Dream Hero kept staring straight ahead.
I frowned. “What’s wrong with her?”
“You should know.” Molly tilted her head as she looked at me. “She isn’t like the others.”
That was true. The Hero was the only one that hadn’t been made based on anyone I knew. She was this abstract concept in the back of my head; a pretty face to get the story rolling, someone that was never meant to last. I hadn’t liked the design. She looked… Boring. Obvious.
Maybe I just hadn’t liked the fact that I couldn’t seem to make her real.
She had key chains on her phone and a pink kitty sitting on the bed. Her shirt had stars on it, which was supposed to be foreshadowing to the stars that Ghost Girl got when she was killed. But that was about all the thought that I had put into her.
I had been angry at the others, so I developed them instead.
Feeling brave and childish—and still thinking about Harry, crying at something only he could see and hear—I stepped into the room and circled Dream Hero. She was alive. Her eyes followed me. Her expression stayed blank, though, and she didn’t talk or move.

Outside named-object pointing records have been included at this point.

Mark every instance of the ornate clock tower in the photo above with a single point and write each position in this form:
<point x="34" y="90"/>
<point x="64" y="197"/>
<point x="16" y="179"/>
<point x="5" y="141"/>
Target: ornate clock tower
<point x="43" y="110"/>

She stared straight ahead, even when I stopped in front of her and planted both of my hands on her hips. I cocked one of them to the side, tilting my head at her. “Can you hear me?”
Her mouth pulled into a thin, strained line. She didn’t move though. She didn’t speak.
Molly laughed and went over to the desk. “This is kind of fun, don’t you think? You came up with a very interesting story.”
“It was for school.”
“School,” said Molly, the tone of the word almost wistful. “Well, there’s no school here.”
“You said that was because I didn’t make any other places. If I made more in my art, would there be more here?” I asked, walking over to join her at the desk.
Hero Girl stayed still behind us.
Molly pulled open a drawer, revealing what looked to be a collection of sewing supplies. There were old scraps of fabric, bundles of thread, and little tins of needles. “I don’t know. What are you going to do with her? It’s almost the full moon, you know.”
“How can you tell?” It was just black outside of that window.
Molly hummed. “I just can.”
“That’s not very helpful. You should at least try to explain things, since we’re friends and all.”
“I’m trying. It’s not my fault I don’t know all of the answers. The Narrator didn’t tell me everything, and neither did you.”
I reached past her and picked up a pair of scissors. They were large, heavy-duty sewing scissors. The letter A was inscribed in the handle. “A? Like, Annie?”